Unlock this business laptop with your palm

The Fujitsu LifeBook U745's palm scanner is more hygienic than a fingerprint reader, which makes it suitable for use in a medical setting.
The Fujitsu LifeBook U745's palm scanner is more hygienic than a fingerprint reader, which makes it suitable for use in a medical setting.PHOTO: FUJITSU

Hovering your palm over the Fujitsu LifeBook U745 unlocks it.

But what is the difference between this and laptops that use fingerprint for authentication?

The answer is hygiene. Unlike a fingerprint reader, you do not need to touch the laptop to scan your palm. This is more hygienic and, hence, relevant for users in a medical setting.

Simply hover your palm over the palm scanner, a small square at the lower right corner of the laptop, when logging in. Adjust the position of your palm accordingly when asked by the authentication app. It sounds a bit inexact but with my review set, logging in usually took under five seconds.

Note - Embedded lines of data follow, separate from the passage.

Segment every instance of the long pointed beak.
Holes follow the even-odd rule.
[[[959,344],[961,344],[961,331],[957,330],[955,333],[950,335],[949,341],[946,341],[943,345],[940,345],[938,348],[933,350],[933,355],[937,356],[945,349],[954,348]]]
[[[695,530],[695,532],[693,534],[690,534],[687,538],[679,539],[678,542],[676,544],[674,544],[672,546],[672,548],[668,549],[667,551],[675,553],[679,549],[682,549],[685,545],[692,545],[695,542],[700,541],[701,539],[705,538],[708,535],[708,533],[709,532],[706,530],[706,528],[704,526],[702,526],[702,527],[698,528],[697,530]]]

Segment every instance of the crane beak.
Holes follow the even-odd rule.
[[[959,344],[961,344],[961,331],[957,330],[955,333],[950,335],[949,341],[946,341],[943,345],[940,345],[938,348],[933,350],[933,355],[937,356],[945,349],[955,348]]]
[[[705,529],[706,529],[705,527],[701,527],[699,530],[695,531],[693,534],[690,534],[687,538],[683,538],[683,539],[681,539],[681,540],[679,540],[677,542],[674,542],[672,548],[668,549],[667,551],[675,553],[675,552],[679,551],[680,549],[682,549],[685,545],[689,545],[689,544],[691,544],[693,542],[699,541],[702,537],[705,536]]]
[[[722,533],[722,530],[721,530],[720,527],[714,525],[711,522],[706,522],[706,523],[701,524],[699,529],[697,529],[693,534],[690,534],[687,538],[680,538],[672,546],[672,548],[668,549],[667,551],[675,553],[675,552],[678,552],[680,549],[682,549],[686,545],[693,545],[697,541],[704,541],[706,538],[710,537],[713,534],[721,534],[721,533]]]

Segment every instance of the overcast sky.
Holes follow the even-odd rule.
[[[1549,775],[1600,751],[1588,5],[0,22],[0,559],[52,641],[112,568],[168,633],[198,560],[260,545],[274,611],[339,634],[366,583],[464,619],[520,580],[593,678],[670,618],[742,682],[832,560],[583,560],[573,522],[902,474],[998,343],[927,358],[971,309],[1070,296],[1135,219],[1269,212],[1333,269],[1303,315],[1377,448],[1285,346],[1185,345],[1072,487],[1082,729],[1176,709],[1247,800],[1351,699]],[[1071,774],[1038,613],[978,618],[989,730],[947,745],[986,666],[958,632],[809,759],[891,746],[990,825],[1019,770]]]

The palm scanner uses near-infrared rays to read the vein patterns on the palm. Fujitsu claims that it is more accurate than other biometric technologies.


  • PRICE: $2,999

    PROCESSOR: Intel Core i7-5600U (2.6GHz)

    GRAPHICS: Intel HD Graphics 5500

    RAM: 8GB

    SCREEN SIZE: 14 inches, 1,600 x 900 pixels

    CONNECTIVITY: DisplayPort, VGA, 3 x USB 3.0, SD card reader, Gigabit Ethernet, microphone and headphone jacks

    BATTERY: 45 watt-hour


    FEATURES: 4/5

    DESIGN: 3/5




    OVERALL: 4/5

Palm-scanning has been around for a while: A quick online search yielded articles about this same technology from Fujitsu dated 2008. But I doubt palm scanners will take off. Microsoft has been pushing facial or iris recognition with its Windows Hello biometric system in Windows 10. Looking into a camera to unlock a computer sounds more convenient than using your palm.

Setting up the palm scanner the first time, though, was more troublesome than swiping a finger on a fingerprint reader. I had to place my palm over the scanner and adjust the height and position. I had to keep my palm in place for a few seconds while it scanned my veins. The slightest bit of movement could throw the scanner off and I had to start again. But it still took me less than five minutes to register my palm into the system.

Apart from its unique palm scanner, the Fuijtsu is a typical business ultrabook. This 14-inch model is slim and weighs 1.57kg.

In fact, it is so thin that it does not have a full-size Ethernet port. Instead, it has a pull-out port that looks flimsy, but works. An optional dock that supports additional ports and connectors is available. Besides Wi-Fi and Bluetooth, the laptop has optional 4G or 3G connectivity.

Its anti-glare display is sharp with a 1,600 x 900-pixel resolution. But viewing angles are poor and colours are far less vivid than in-plane switching screens.

The Fujitsu runs on a low-power Intel Core processor. But it is the older fifth-generation model, not the latest sixth-generation one. Compared to a rival such as the Dell Latitude E7450, the Fujitsu was slightly better at running productivity apps with a higher PCMark 8 score (2,607 versus 2,399).

The laptop runs cool and quiet most of the time, but the fan is noisy when it gets going.

Battery life is very good at 6hr 45 mins. You can swop the removable battery with a spare.

The Fujitsu is more expensive than the recently tested Dell Latitude E7450. But the Fujitsu has more RAM and a higher-resolution screen. However, battery life is not as good as the Dell's.

• A good business machine with a unique palm scanner.